Thursday, January 31, 2008
The VanDamme Academy, a K-8 school in Laguna Hills, California, has an unusual way of giving students a better foundation of knowledge.Read the whole thing, and since the Heartland Institute's web site seems to be partially down this morning, here's an alternate URL.
Founder Lisa VanDamme said the students learn incrementally, not moving forward in concepts until they've mastered the one at hand. Moreover, teachers encourage them to make connections within and between the subjects, and between school and life.
"[We're] teaching in a very deliberate, planned, incremental order that provides for real understanding on the part of the child," VanDamme said. "They're starting on the small, simple steps and building on it, so at each new stage, they thoroughly grasp the material."
Using a carefully planned curriculum, teachers help students build core knowledge and hone skills necessary for their future success, VanDamme said.
VanDamme developed her teaching method when she began as a homeschool teacher to an exceptionally gifted child about 11 years ago. She drew on the experience of highly educated friends and the educational philosophy of Ayn Rand to put together her curriculum.
VanDamme's curriculum advances students without putting them in the traditional K-8 grade classes, letting them progress in subjects as quickly as they learn them and constantly challenging each student, she said.
"A student's motivation is completely killed if he's not challenged to the level of his capacity," VanDamme said.

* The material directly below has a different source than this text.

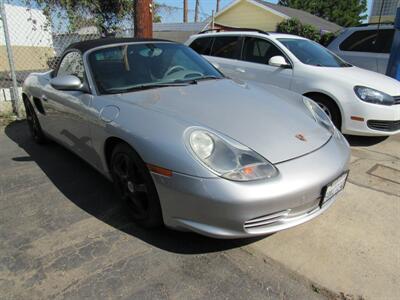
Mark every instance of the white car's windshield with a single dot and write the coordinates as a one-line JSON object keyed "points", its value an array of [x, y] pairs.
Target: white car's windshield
{"points": [[314, 54], [131, 67]]}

Of the 25 students who have graduated from the six-year-old academy since 2005, one-third had made their way partially through calculus before entering ninth grade.
"Nobody's pushing them or requiring them to do that," VanDamme noted. "These were kids who were chomping at the bit to accelerate in math, and we certainly gave them the opportunity to do that."
Other students are just as successful: One seventh-grader recently scored a perfect 800 on the writing portion of the SAT. VanDamme's first student, now in his early 20s, is in his fifth year of graduate studies in physics at Stanford University. [bold added]
It is very good to hear in such concrete terms how successful Lisa VanDamme has been as an educator, and encouraging that her methods are finally getting some major publicity.